There are many aspects to the modern world full of excitement and possibility. The other side of the coin is that technological advances make it far more difficult to retain privacy.
We have cameras on the street corners, cameras at the gas station, in the bank, even on our own computers. Some of these are run by private companies trying to protect their own assets. Some are run by government to “protect the public.” Some are run by us. And some can be taken over by hackers with dubious agendas.
Couple all of the technology that has emerged within our own lifetimes with the types of threats that have emerged in the same span of time and you have a recipe for the destruction of liberty.
The NSA has been following phone records, internet traffic, and who knows what else that we still haven’t heard about. Foreign governments and organized crime hackers get into major corporate databases and take our personal information.
In response, we have intensive and intrusive security at airports applied without common sense. We have databases that can track a car and the driver’s daily routine by correlating photographs of the vehicle’s license plate.

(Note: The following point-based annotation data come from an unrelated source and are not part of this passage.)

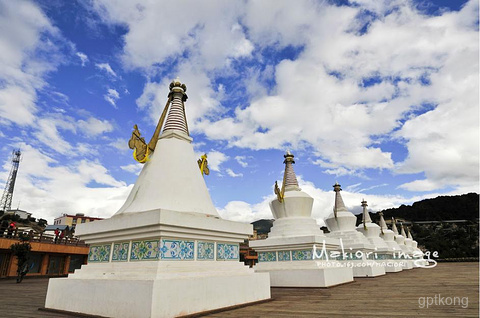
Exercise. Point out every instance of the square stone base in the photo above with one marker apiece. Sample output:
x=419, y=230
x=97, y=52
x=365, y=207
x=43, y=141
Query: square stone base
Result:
x=393, y=266
x=320, y=277
x=164, y=297
x=363, y=268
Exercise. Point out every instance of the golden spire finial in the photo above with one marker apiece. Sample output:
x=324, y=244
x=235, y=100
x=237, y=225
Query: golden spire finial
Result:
x=203, y=165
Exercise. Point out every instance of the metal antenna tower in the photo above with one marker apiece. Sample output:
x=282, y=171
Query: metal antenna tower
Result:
x=7, y=196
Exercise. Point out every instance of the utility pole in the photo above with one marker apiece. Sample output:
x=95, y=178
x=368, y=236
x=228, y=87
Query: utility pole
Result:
x=6, y=203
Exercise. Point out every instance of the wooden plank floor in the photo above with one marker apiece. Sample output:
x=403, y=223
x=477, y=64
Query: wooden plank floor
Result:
x=392, y=295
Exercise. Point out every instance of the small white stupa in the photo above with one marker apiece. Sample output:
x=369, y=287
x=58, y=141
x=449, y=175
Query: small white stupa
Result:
x=383, y=253
x=394, y=249
x=166, y=252
x=357, y=249
x=405, y=255
x=288, y=253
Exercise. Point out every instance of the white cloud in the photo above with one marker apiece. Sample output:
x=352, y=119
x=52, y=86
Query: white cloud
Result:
x=215, y=159
x=84, y=58
x=30, y=50
x=107, y=68
x=112, y=96
x=49, y=186
x=232, y=174
x=242, y=161
x=120, y=144
x=93, y=127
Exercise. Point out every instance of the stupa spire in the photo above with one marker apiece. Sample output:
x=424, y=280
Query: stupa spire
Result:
x=394, y=227
x=402, y=230
x=366, y=216
x=176, y=119
x=383, y=224
x=339, y=205
x=289, y=177
x=290, y=182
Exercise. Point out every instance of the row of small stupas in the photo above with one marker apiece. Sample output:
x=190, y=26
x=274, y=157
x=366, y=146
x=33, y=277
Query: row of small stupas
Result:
x=330, y=259
x=168, y=253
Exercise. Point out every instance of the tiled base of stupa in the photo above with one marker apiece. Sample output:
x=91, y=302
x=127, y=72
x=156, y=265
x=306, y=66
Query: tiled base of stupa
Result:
x=362, y=266
x=159, y=264
x=290, y=262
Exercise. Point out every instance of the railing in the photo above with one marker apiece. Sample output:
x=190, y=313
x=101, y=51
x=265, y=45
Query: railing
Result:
x=42, y=238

The government grabs more and more of our liberties and locks them away forever as the cost of security. I am in the outraged camp. Just because you can doesn’t mean you should. We didn’t carpet bomb Afghanistan with nuclear warheads despite having the capability to do it from a chair in Kansas.
The only thing holding the federal government back is judicial branch–for now. The data is there and ripe for abuse, and when was the last time you heard of a politician who refused to abuse power?
My God, I think I’m becoming David Brin.